China Daily, an English-language state-run media, has claimed that Hong Kong protesters are planning a 9/11-style terrorist attack on Wednesday, Sept. 11.
"Anti-government fanatics" planning "terror attacks in Hong Kong"
China Daily's Hong Kong edition posted a picture of the 9/11 terrorist attacks moments before the twin towers of the World Trade Center collapsed, along with the claim: "Anti-government fanatics are planning massive terror attacks in Hong Kong on Sept 11".In case you can't see it:
The terrorist attacks in 2001 resulted in the deaths of 2,763 people in total.
Commenters call China Daily HK out for "fake news"
The claim was incredulous enough to netizens, as they flooded the post with comments, accusing China Daily of making up a story to malign the protesters and stoke fear among pro-government Hongkongers.
Disrespectful towards 9/11 victims
Many of the online commenters also pointed out that by using a picture of the 9/11 attacks to propagate a piece of misinformation for their own agenda, China Daily was being disrespectful to the victims of the actual attacks, as well as their family members.
The Editor-in-chief of Hong Kong Free Press, Tom Grundy, weighed in on the post as well:
China's state media are officially losing their minds over #HongKong: https://t.co/0LV9cYcGC8 (This is China Daily.

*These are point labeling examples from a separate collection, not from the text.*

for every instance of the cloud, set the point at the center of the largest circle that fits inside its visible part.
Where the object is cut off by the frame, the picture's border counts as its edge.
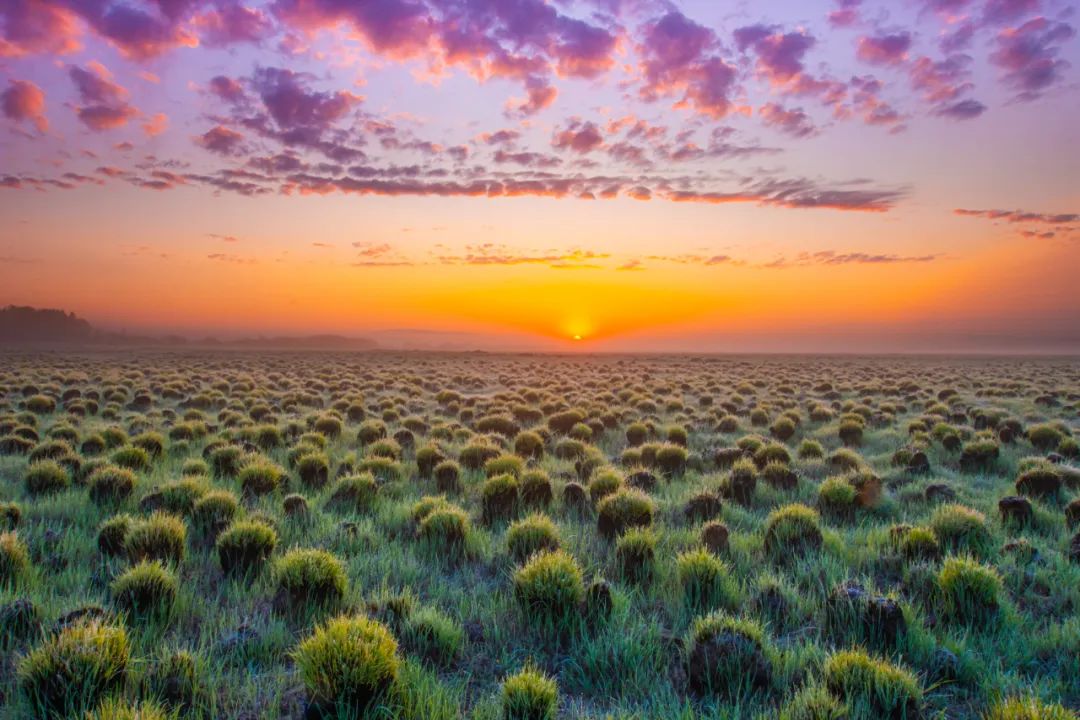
(1028, 56)
(581, 137)
(29, 27)
(793, 122)
(780, 55)
(885, 49)
(24, 102)
(105, 103)
(138, 30)
(999, 12)
(834, 258)
(223, 140)
(232, 259)
(866, 103)
(1022, 216)
(527, 159)
(490, 254)
(293, 105)
(230, 24)
(797, 193)
(690, 258)
(526, 40)
(156, 125)
(678, 59)
(961, 110)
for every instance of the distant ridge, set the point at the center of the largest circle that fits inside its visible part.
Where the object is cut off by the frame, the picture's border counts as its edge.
(25, 326)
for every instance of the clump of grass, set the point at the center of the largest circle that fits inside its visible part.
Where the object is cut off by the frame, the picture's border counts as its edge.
(873, 685)
(851, 432)
(813, 703)
(313, 469)
(504, 464)
(499, 497)
(604, 483)
(175, 680)
(310, 578)
(810, 450)
(531, 534)
(792, 531)
(147, 589)
(45, 477)
(959, 528)
(636, 554)
(19, 620)
(1028, 708)
(727, 656)
(1040, 481)
(550, 587)
(214, 512)
(161, 537)
(971, 592)
(920, 544)
(119, 709)
(110, 485)
(445, 529)
(836, 496)
(348, 664)
(245, 546)
(112, 534)
(1044, 436)
(623, 510)
(432, 635)
(260, 477)
(474, 454)
(354, 493)
(448, 476)
(179, 497)
(14, 559)
(979, 454)
(227, 460)
(706, 581)
(535, 489)
(741, 483)
(529, 695)
(132, 458)
(671, 458)
(69, 673)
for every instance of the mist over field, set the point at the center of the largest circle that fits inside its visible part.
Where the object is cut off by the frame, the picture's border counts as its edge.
(539, 360)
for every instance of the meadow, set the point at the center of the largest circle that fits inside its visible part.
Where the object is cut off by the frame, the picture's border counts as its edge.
(430, 535)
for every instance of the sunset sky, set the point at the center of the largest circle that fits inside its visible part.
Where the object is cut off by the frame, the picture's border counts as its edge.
(795, 175)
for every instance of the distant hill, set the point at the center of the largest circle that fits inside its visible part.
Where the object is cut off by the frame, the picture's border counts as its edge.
(32, 326)
(21, 324)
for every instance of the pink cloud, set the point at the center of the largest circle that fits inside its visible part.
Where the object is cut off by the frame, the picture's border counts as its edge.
(1029, 57)
(24, 102)
(230, 24)
(221, 140)
(156, 125)
(29, 27)
(676, 60)
(579, 137)
(105, 103)
(885, 49)
(793, 122)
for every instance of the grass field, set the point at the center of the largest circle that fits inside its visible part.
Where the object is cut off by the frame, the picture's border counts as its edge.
(445, 535)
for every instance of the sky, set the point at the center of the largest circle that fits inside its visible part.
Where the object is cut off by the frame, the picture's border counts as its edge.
(603, 175)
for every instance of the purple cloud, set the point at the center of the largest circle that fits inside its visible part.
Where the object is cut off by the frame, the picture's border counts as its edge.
(1028, 56)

TOP papers like @washingtonpost & @nytimes accept millions from them to plant genuine-looking 'news' inserts into their print editions.) pic.twitter.com/Cdi9UT5Ub4— Tom Grundy (@tomgrundy) September 9, 2019
One commenter also urged China Daily to uphold a higher standard of professionalism and provide readers with reliable news on "greater China", instead of perpetuating catchy "propaganda" that sparks paranoia and serves no constructive purpose.
Where's the evidence?
In addition, they asked China Daily to present the relevant evidence to back its claim.
China Daily HK presents 'evidence'
Perhaps feeling the pressure to provide some sort of evidence to make its claim sound more valid, China Daily posted the alleged screenshot of a "group chat message" that it claimed was sent on instant messaging platform Telegram.
The screenshot of the post was taken 15 hours after China Daily first published the claim.
The post, seemingly written from the perspective of a Hong Kong protester, claimed that a total of 436 incendiary devices have been left at multiple parks in Hong Kong, waiting to be detonated.
The author of the post also claimed that he or she would reveal the locations of these devices should the Hong Kong government give in to the protesters' demands, one of which was letting the arrested protesters off lightly.
Should the government not give in to their demands, Hong Kong would be set ablaze, the post claimed.
It is not common for terrorists to announce their plans regarding a planned terror attack beforehand.
Commenters remain unimpressed
However, China Daily failed to convince the sceptics with the piece of "evidence" it produced, with many dismissing it.
One even pointed out that the screenshot did not appear to be one taken from the Telegram platform.
Protesters question origins of the claim
A quick search on the Internet turned up certain posts with the exact same words, such as this YouTube video, this public post on a Facebook group, as well as a post on Hong Kong's Reddit-like platform LIHKG that has since been removed.
According to South China Morning Post, LIHKG users questioned if the post was deliberately written by pro-establishment or pro-Beijing actors in an inflammatory manner in order to smear the protesters.
A Telegram group with the same name in Traditional Chinese, which means "scorched earth operation" in English does exist as well.
However, the channel appears to be a private one, as it could not be found by searching for it within the app itself.
An inside job?
In suggesting that Hong Kong protesters are plotting a terrorist attack against their own homeland, China Daily appears to be positing the same conspiracy theory that 9/11 was an inside job -- one that was orchestrated by the American government.
This particular theory has been debunked multiple times.
But even so, it remains a popular theory that resurfaces every now and then.
The main thrust of the conspiracy theory is the normalising of the claim about how Americans are capable of worse things if they are already able to commit an act of atrocity on themselves.